AI-014: 吴恩达教授（Andrew Ng）的机器学习课程学习笔记49_吴恩达机器学习课程文本全纪录-优快云博客

本文探讨了机器学习系统的构建与优化策略，包括错误分析、评估指标如查准率和召回率的选择，以及如何处理类别不平衡问题。通过案例研究，如垃圾邮件过滤，介绍了如何通过增加数据量和特征复杂度来提升分类器性能。

本文是学习Andrew Ng的机器学习系列教程的学习笔记。
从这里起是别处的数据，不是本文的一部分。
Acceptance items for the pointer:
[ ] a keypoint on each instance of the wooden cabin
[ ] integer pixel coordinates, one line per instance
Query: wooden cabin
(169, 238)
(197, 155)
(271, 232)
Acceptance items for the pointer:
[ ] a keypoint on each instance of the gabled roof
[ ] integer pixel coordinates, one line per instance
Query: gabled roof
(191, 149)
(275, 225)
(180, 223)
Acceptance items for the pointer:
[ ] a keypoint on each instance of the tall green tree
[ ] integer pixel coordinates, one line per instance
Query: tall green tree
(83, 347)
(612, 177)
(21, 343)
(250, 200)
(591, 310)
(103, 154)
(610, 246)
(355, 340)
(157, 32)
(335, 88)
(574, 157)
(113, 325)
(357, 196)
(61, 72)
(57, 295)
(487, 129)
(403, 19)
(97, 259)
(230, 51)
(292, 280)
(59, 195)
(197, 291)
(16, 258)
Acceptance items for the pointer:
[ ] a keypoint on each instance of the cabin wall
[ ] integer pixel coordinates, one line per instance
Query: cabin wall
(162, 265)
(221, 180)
教学视频地址：

https://study.163.com/course/introduction.htm?courseId=1004570029#/courseDetail?tab=1

49. Machine learning system design: prioritizing what to work on: spam classification example

以建立垃圾邮件过滤系统为例，首先建立分类器：

选择高频词汇作为特征。

如何降低分类器的错误率，举例：

收集大量数据
使用从邮件路由信息（比如发件人、标题）中提取的复杂特征，比如空标题、@saler.com等
使用从邮件内容中提取的复杂特征，比如由降价、促销等词汇
识别错误拼写

50. Machine Learning system design: Error analysis

方法论：

错误分析：

看看各种情况的分布，占比大的情况可以改进算法进行识别，尝试各种新的方法（更多数据、更多特征...），然后看看引起误差的主要原因；

算法最好能够返回量化的检验结果，比如返回错误率，这样根据引入不同的特征或方法（比如是否使用提取词干）获得的错误率来决定如何做更好：

如果引入词干提取的错误率更小，就采用引入词干分析的算法；

51. Machine learning system design: Error metric for skewed classes

skewed classes 偏斜类

accuracy 精确度

Precision 查准率

Recall 召回率

查准率和召回率越高越好；

if a classify is getting high precision and high recall then we are actually confident that the algorithm has to be doing well, even if we have very skewed classes.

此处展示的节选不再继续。